Monday, December 12, 2016

"But they're sure comin' slow..."



It is clear now the Trump Administration will lie the way ordinary people draw breath:  it's a matter of course, they don't even think about it.

These are the same people that said Saddam Hussein had weapons of mass destruction. The election ended a long time ago in one of the biggest Electoral College victories in history. It's now time to move on and 'Make America Great Again.'
"The election ended a long time ago":  the Electoral College has yet to meet, but the election is ancient history.  Please to be moving on.  "[O]ne of the biggest Electoral College victories in history."  Except for all the other elections that didn't end in a tie, or with the winning candidate getting fewer popular votes than the losing candidate.  But why niggle over details?   It is now time to move on.  After all, our democracy is so fragile.

Isn't it?

We were persuaded that we were far too delicate these days for the kind of brawling politics in which this country had been born, and for which the Founders had set up the Constitution to maintain something resembling boundaries. We were fed cheap junk food instead of actual information until we developed a serious jones for it. Our belief in our counterfeit national innocence was that with which we washed it all down. We became a fat and lazy excuse for a democratic republic.

Because we must know who won the electoral college vote before midnight on Election Day.  Because we mustn't question the wisdom of polling, the reports of the Associated Press (the entity that apparently determines which candidate won the electoral college vote, weeks before that entity actually meets to vote), and because we don't even blink at claims the election was a long time ago, and the margin of victory was huge; even though we know it wasn't.  Words, what do they matter?  It's feelings that count.  Besides, the election was a long time ago; we have Christmas shopping to do.

And, like Jonathan Chait, I don't have a good feeling about this:

The Obama administration declined to publicize, wary of being seen as intervening on Clinton’s behalf. Instead, it devised a fallback plan. Concerned that Russia might attempt to hack into electronic voting machines, it gathered a bipartisan group of lawmakers to hear the CIA’s report, in the hopes that they would present a united front warning Russia not to disrupt the election. According to the Post, Republican Majority Leader Mitch McConnell “raised doubts about the underlying intelligence and made clear to the administration that he would consider any effort by the White House to challenge the Russians publicly an act of partisan politics.” Other Republicans refused to join the effort for reasons that can only be understood as a desire to protect the Republican ticket from any insinuation, however well-founded, that Russia was helping it.

Even the most cynical observer of McConnell — a cynical man to his bones — would have been shocked at his raw partisanship.

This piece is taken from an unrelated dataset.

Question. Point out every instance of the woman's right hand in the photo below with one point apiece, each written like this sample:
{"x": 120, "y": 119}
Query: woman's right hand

Presented with an attack on the sanctity of his own country’s democracy by a hostile foreign power, his overriding concern was party over country. Obama’s fear of seeming partisan held him back from making a unilateral statement without partisan cover. No such fear restrained McConnell. This imbalance in will to power extended to the security agencies. The CIA could have leaked its conclusion before November, but held off. The FBI should have held off on leaking its October surprise, but plunged ahead.

Cynical?  Then how do we describe the President-Elect?

President-elect Donald Trump, in an exclusive interview with “Fox News Sunday,” decried as “ridiculous” the CIA’s reported assessment that Russia intervened in the election to boost his candidacy – describing the claim as another “excuse” pushed by Democrats to explain his upset victory.

“It's just another excuse. I don't believe it,” Trump said. “… Every week it's another excuse.  We had a massive landslide victory, as you know, in the Electoral College."

And you wonder why Obama didn't push that intelligence information in September?

By the way; in 1972 Richard Nixon won 49 states and 520 electoral votes.  I'm old enough to remember that.  That was a landslide victory.    LBJ won 486 electoral votes, to Goldwater's 52.  That was a landslide victory.   I'm old enough to remember that, too.  Trump lies as casually as other people say "Hello."

Country doesn't matter anymore.  We learned that in November.  All that matters is power, is victory, is winning.  Once you win you control reality, you get to call a squeaker victory the greatest rout in history; you get to call a crude lout "Mr. President."  You get to berate people who don't look like you because this is your country now and if someone doesn't like that fact they can leave!

I'm old enough to remember "America:  Love it or leave it!"  This time around, I think they mean it.